A próxima inovação tática do futebol deu-se em 1986, pela seleção Argentina, atual campeã do mundo. O técnico Carlos Bilardo começou a perceber o jogo tático de outra maneira: ao invés de utilizar seu esquema e fazer com que os jogadores se adaptassem a ele, Bilardo criou um esquema adaptado às características de seu elenco, jogando, assim, em um 3-5-2. O esquema permitia que o craque da seleção, Diego Maradona, não tivesse que recompor defensivamente, poupando-o para as suas características arrancadas ofensivas. A ideia de adaptar seu estilo de jogo a seus craques apareceu novamente na Copa do Mundo de 1994, no tetracampeonato da Seleção Brasileira. 

No momento do torneio, o Brasil não tinha um camisa 10 de ofício em grande fase, então, Carlos Alberto Parreira pensou no jogo com uma posse de bola total, com um time que buscava constantemente o gol e variava suas formações ao longo do jogo, possibilitando, assim, uma criação de jogadas que envolvia o time todo, passando, principalmente, pelos pés de Dunga que, na ausência de um camisa 10, armava as jogadas para uma das duplas de atacantes mais letais do futebol: Bebeto e Romário.  

As táticas do século atual : a era moderna do futebol

A Seleção chegou ao seu pentacampeonato em 2002 com outra aula tática, dessa vez, comandada por Luís Felipe Scolari. O Brasil atuava em um 3-4-3, liberando os alas Cafu e Roberto Carlos a participarem do ataque. Além disso, jogava com dois volantes de marcação, Kleberson e Gilberto Silva, que, juntamente com os três zagueiros, compunham a solidez defensiva do time, tirando parte da obrigação defensiva do “triângulo mágico” brasileiro, formado por Rivaldo, Ronaldo e Ronaldinho. 

A partir de 2010, a tecnologia começou a ter papel fundamental no futebol. As análises táticas se tornaram mais enriquecidas graças a novos equipamentos tecnológicos, como o GPS, usado para mapear o comportamento de jogadores em campo, e o surgimento de scouts (profissionais de mercado e de táticas que junto a base de dados, promovem estratégias para diferentes jogos). 

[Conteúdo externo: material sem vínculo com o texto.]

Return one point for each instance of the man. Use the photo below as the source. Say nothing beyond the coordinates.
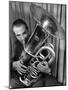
(17, 67)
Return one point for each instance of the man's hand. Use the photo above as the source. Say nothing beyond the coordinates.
(43, 67)
(19, 67)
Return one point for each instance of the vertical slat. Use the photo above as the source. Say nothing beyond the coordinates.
(22, 10)
(45, 6)
(59, 14)
(48, 7)
(55, 10)
(11, 19)
(61, 61)
(63, 17)
(52, 9)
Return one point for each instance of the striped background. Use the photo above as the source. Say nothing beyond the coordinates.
(22, 10)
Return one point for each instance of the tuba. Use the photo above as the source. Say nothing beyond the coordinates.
(40, 50)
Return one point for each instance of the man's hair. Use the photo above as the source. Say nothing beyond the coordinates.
(20, 22)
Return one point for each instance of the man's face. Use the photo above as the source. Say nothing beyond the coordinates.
(20, 32)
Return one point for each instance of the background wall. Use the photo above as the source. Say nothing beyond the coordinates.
(22, 10)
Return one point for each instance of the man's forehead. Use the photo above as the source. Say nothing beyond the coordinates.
(19, 29)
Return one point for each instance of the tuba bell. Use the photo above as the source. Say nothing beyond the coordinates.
(41, 51)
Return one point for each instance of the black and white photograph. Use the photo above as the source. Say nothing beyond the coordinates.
(37, 44)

O artigo publicado por Thalisson Lima pela Universidade Federal de Pernambuco (UFPE) apresenta sobre como o estilo Tiki-Taka foi implementado pelo treinador Pep Guardiola no Barcelona, de 2008 a 2012, conquistando duas Champions League neste período. Guardiola trabalhava com a posse de bola extrema, com passes direcionados a todo o momento do jogo. Os seus meias de criação, Xavi, Iniesta e Busquets, pareciam não errar nenhum passe ao longo da partida. Tudo isso, alinhado a atuações de gala de Lionel Messi, o único jogador na história a conseguir atuar de maneira semelhante a Cruyff, jogando de Falso 9. 

Ainda na década de 2010, outro treinador teve destaque com sua maneira de jogar: Jurgen Klopp. Treinador de Borussia Dortmund e Liverpool, o alemão esquematiza seus times para jogar no formato “Gegen Pressing”, que consiste em uma pressão na equipe adversária desde sua construção de jogada. Para o técnico alemão, as chances que eram criadas devido a erros na saída de bola adversária eram de fácil conversão a gol, permitindo que seu time tivesse muitas chances ao longo da partida. 

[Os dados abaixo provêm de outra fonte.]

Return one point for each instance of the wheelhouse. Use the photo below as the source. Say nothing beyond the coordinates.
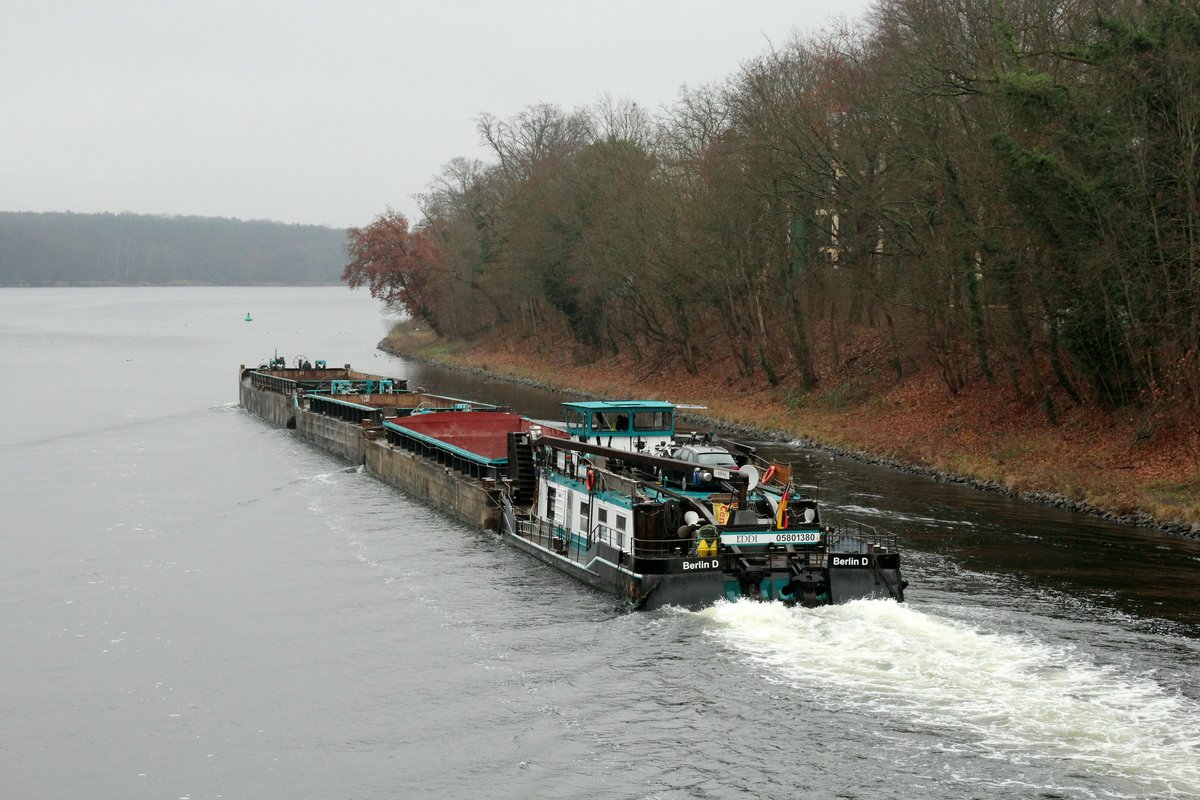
(635, 426)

Nos dias atuais, o que presenciamos é mais um show tático de Pep Guardiola, dessa vez, no comando do Manchester City, jogando em um 3-2-5. O espanhol criou o modo de jogo de “ataque posicional”, atuando com sete jogadores no campo ofensivo construindo jogadas, fazendo com que as defesas adversárias não consigam nem respirar ao longo do jogo, devido à sua pressão constante e sua linha alta. 

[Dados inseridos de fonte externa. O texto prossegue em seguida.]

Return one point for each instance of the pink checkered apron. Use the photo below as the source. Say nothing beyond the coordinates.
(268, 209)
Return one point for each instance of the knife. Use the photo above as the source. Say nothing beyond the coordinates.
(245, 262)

Pep Guardiola, treinador do Manchester City / Foto: Tsutomu Takasu

Com um estilo de jogo avassalador e uma capacidade de adaptar sua equipe às circunstâncias de cada partida, Guardiola solidifica seu legado como um dos maiores estrategistas da história do futebol, e também redefine os padrões do esporte. 

Reportagem produzida por Gabriel Arlindo e João Vitor Rangel.